Un racconto che ben ci informa dei recenti movimenti di pensiero del Sacco, dell’evoluzione del suo orientamento filosofico: “il partito preso” scacciato come un anofele, le verità precostituite come una malaria; accettare, piuttosto, che vi siano delle distanze da coprire, dure salite lungo le quali arrampicarsi, in cima alle quali il nostro Angelo immagina di trovare “il premio”. In definitiva, e un po’ banalmente, delle mete da raggiungere che sono magari intuite, mai pre-conosciute e a ben vedere, neanche mai conosciute del tutto.
C’è il processo amoroso, il motivo stilnovistico della “madonna dir vo’ voglio”, dell’assolutizzazione della donna, epperò esso appare, nella struttura del racconto, come ribaltato, o meglio ancora, come giuocato continuamente di specchi. Di tal che si confonde una donna angelicata fino al punto di farne riflesso del Divino con il Divino (una sua icona) assunto per poter essere sottoposto ad una umanizzazione che ha del prometeico (si vedrà), assunto cioè per ottenere dal Divino il distillato della Femmina.
Al di là delle implicazioni filosofico-religiose, ci pare, comunque, questa impresa, l’unica veramente erotica, e dunque esemplare unico di letteratura erotica, almeno nell’ultimo ventennio. Ad onta delle top-ten intasate da tutte le sfumature dei colori “a spirito”, erotismo balbettato dal ceto medio riflessivo, e delle astute quanto superflue (sempre in termini di reddito letterario, non certo di quel reddito più gratificante e mai abbastanza superfluo che è l’editoriale) cum-short(laddove il curatore vende per “erotico” tutta una paccottiglia che farà indrizzare l’uccello una volta, irrorare una passera un’altra mezza volta, dopodiché sarà tutto finito, manco che una sveltina; quando invece si dovrebbe rivolgere la massima attenzione, affinché la libido possa dispiegarsi, a un’esperienza caratterizzata dal massimo stress sensoriale, ovvero al soggetto che faccia del suo universo mentale il Tutto di cui l’eros abbisogna; allora sì, ne conseguirebbe il benefico e letterario effetto di una scrittura che non si esaurisce in una sola lettura; allora sì, potremmo tranquillamente escludere di essere in presenza di erotismo-patacca), Sacco mette in scena l’eterno “chiodo” che trapassa le sante carni di sempre, l’imperitura punta che, dall’origine della vita, tortura la santa carne della Storia. Un amore che, attraversando i molteplici stati della Materia, La riduce ad unità: dai “lombi in sudore” ai garretti, dalle bramate cosce alle gambe fattesi di marmo, e da questo al bronzo di una statua, dal prosaico metallo alla sua valenza ultraterrena. Un amore che, come fuoco che brucia ma non consuma, si autoalimenta di insoddisfazione, insoddisfazione per la finitezza dell’uomo; eros come eterno memento di imperfezione e limite e, al contempo, come assalto incessante alla barriera, sconfinamento, degenerazione e tracimazione nel “metafisico”. La scoperta, inevitabile, è quella dell’affratellamento conthanatos. Come inestricabilmente è sempre stato.
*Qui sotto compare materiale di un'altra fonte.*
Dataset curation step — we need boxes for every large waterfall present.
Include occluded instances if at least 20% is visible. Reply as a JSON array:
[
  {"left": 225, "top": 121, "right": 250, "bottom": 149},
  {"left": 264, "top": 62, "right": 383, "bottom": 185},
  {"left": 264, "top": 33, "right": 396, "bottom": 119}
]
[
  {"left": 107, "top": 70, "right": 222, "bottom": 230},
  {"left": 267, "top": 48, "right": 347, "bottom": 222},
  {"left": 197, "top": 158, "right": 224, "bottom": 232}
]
“Lo non-poter mi turba, / com’on che pinge e sturba”.
È il vedere soggettivamente, vale a dire l’avere “visioni” di quel viso e di quel corpo, che conduce all’estasi erotica. E nella misura in cui l’estasi è contemplazione del volto di Dio, essa è anche Morte in quanto passaggio obbligato (il morire) per poter essere ammessi al cospetto di Dio.